Thorin était partagé entre son devoir d'être auprès de son peuple et son envie de retrouver Fili. Pour Kili, en revanche, aucun dilemme. Il perdrait la vie en cherchant son frère s'il le fallait. Thorin envoya un regard lourd de sens à Dwalin et celui-ci hocha la tête. Il veillerait sur Kili le temps que leur Roi ne s'occupe de leur peuple. Thorin s'excusa silencieusement auprès de son neveu, posant une main sur son épaule et tentant de lui donner tout son courage, puis il s'éloigna en silence.

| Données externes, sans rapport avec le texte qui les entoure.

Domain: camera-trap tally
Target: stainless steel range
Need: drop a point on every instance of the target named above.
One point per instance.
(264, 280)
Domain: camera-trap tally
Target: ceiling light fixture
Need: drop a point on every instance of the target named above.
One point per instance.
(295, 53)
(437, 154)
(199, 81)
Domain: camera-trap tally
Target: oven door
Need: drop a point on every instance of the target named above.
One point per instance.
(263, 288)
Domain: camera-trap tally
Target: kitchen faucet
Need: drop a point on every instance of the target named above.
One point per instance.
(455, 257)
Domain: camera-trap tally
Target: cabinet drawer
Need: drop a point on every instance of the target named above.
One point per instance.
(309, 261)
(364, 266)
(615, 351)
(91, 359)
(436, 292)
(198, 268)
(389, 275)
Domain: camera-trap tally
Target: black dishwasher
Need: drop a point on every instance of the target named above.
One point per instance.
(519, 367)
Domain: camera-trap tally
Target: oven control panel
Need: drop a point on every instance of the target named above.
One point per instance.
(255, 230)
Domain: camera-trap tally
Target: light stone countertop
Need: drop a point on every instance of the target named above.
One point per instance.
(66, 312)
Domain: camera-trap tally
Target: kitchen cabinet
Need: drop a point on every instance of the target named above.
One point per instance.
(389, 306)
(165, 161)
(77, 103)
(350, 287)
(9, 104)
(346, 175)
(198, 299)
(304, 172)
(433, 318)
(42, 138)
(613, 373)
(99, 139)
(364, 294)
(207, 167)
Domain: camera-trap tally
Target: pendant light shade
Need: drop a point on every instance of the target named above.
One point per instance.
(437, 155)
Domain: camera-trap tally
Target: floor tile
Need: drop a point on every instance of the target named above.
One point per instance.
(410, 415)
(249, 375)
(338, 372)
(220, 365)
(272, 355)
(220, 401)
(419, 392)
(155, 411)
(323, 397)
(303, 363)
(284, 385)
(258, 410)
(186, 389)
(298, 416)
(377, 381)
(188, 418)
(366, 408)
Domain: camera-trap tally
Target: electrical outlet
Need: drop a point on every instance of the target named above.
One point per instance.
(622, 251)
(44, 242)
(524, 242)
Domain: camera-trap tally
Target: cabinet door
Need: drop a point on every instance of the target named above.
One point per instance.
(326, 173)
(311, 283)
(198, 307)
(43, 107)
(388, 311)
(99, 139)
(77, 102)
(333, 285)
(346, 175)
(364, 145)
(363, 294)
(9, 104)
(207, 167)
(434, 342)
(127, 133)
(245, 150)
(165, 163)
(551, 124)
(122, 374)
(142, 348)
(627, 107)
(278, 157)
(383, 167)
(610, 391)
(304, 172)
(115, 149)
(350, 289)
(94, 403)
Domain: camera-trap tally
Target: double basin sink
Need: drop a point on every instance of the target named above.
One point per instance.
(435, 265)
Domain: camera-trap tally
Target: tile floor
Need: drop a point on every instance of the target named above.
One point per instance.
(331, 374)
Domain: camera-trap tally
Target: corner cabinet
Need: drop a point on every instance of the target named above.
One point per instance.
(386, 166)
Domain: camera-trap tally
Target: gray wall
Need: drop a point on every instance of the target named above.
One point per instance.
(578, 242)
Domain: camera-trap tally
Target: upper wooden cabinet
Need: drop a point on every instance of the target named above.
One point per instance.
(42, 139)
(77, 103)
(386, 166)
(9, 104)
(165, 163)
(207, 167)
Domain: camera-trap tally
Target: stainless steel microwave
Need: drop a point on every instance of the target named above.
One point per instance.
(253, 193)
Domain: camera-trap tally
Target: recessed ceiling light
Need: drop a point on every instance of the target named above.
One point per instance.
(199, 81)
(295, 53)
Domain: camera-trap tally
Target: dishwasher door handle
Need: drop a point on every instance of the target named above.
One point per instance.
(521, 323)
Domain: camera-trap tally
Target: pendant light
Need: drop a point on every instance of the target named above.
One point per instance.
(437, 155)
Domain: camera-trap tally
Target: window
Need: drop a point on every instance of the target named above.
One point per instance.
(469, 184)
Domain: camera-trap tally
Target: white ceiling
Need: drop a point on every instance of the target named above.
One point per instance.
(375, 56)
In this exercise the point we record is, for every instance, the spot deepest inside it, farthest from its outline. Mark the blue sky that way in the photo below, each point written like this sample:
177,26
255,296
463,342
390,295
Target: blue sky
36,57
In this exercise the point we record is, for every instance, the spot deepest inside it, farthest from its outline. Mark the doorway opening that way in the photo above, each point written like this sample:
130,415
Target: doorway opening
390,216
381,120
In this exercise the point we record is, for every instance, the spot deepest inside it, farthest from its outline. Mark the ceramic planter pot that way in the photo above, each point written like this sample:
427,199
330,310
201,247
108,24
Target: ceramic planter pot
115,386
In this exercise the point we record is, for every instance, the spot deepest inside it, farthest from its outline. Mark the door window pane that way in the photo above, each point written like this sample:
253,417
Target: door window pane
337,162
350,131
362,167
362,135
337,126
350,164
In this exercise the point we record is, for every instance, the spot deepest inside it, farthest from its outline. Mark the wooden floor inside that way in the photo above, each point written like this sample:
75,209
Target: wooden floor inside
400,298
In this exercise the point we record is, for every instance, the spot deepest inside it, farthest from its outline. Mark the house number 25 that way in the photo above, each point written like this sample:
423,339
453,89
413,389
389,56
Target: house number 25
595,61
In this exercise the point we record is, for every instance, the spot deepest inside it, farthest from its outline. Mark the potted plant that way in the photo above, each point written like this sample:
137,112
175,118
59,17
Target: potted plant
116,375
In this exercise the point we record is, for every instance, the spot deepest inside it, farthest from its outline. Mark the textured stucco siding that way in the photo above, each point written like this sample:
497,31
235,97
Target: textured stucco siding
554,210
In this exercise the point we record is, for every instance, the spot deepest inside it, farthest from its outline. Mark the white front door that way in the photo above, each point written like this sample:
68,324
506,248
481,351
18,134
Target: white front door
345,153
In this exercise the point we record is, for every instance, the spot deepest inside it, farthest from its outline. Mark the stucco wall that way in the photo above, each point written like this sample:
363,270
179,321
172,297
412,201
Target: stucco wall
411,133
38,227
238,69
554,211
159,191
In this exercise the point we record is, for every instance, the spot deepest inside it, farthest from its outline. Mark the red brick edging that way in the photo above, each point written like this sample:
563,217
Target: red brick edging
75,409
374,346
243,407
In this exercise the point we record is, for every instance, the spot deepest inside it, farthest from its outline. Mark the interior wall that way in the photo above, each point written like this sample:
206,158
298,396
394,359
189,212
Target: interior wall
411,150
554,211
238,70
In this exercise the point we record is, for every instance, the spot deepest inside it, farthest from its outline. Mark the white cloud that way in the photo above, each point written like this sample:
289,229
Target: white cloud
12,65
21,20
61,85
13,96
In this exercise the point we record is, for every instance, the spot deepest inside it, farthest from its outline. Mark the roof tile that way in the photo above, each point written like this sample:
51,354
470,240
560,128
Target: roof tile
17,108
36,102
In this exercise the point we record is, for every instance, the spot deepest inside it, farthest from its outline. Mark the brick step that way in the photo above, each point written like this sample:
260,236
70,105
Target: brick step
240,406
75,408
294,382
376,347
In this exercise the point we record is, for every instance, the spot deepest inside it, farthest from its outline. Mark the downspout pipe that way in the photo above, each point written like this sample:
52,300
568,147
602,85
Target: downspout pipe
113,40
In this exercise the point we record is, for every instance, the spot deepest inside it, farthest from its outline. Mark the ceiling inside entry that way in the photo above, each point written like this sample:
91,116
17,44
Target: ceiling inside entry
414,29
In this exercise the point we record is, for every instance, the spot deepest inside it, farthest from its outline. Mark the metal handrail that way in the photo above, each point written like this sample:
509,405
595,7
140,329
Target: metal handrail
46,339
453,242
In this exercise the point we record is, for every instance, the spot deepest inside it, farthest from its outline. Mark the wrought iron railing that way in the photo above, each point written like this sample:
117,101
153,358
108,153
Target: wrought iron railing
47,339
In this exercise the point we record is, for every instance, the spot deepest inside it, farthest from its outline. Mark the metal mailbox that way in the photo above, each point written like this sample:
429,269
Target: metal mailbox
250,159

Sous le regard de Dwalin, qui le suivait à la trace, Kili inspecta chaque corps, chaque mort, même les gobelins, dans l'espoir d'y trouver son frère, probablement blessé mais, par Aulë, vivant. Il s'écoula beaucoup de temps, trop de temps, avant que Dwalin ne pose la main sur l'avant bras de Kili, l'interrompant avant qu'il ne retourne le corps d'un homme. Le jeune nain releva la tête, mais Dwalin ne le regardait pas. Les yeux du guerrier étaient posés vers le Nord, son expression indéchiffrable. Kili suivit son regard et ses mains quittèrent le corps de l'homme mort alors qu'il se redressait d'un bond.
- Fili...
Il se défit de la main de Dwalin, qui ne le retint pas, et trottina sans grâce vers son frère. Vivant. Debout. Vraisemblablement en train de chercher quelque chose. En train de chercher quelqu'un. Kili.
- Fili!
L'héritier de Durin se retourna et son expression inquiète se fondit en soulagement à la vue de son jeune frère. Le corps de Kili heurta violemment celui de Fili, mais il s'en fichait. Il le serra contre lui, aussi fort qu'il avait eu peur. Son coeur battait si fort contre ses côtes qu'il était persuadé que Fili pouvait le sentir, sinon l'entendre. Les bras de son frère glissèrent dans son dos alors qu'il collait son front contre son épaule:
- Par Aulë, Kili... Tu n'as rien?
Le jeune nain secoua la tête et ferma les yeux pour retenir ses larmes de soulagement. Fili le serra davantage contre lui, comme si leur vie dépendait de ce contact. Il releva la tête et croisa le regard bienveillant de Dwalin.
- Thorin... souffla-t-il.
La voix cassée de son frère lui répondit, à demi-étouffée par sa tunique:
- Il est vivant... Il va bien.
Fili hocha la tête avant de caler sa joue contre la tempe de son frère. Ils allaient bien. Tous les trois. Sain, sauf et victorieux. Erebor était à eux, ainsi que l'or qui s'y trouvait.
Tout irait mieux.
Ils iraient bien.
Voilà.
J'en avais marre de lire des trucs déprimants sur la bataille des cinq armées, donc j'ai fait ma propre version.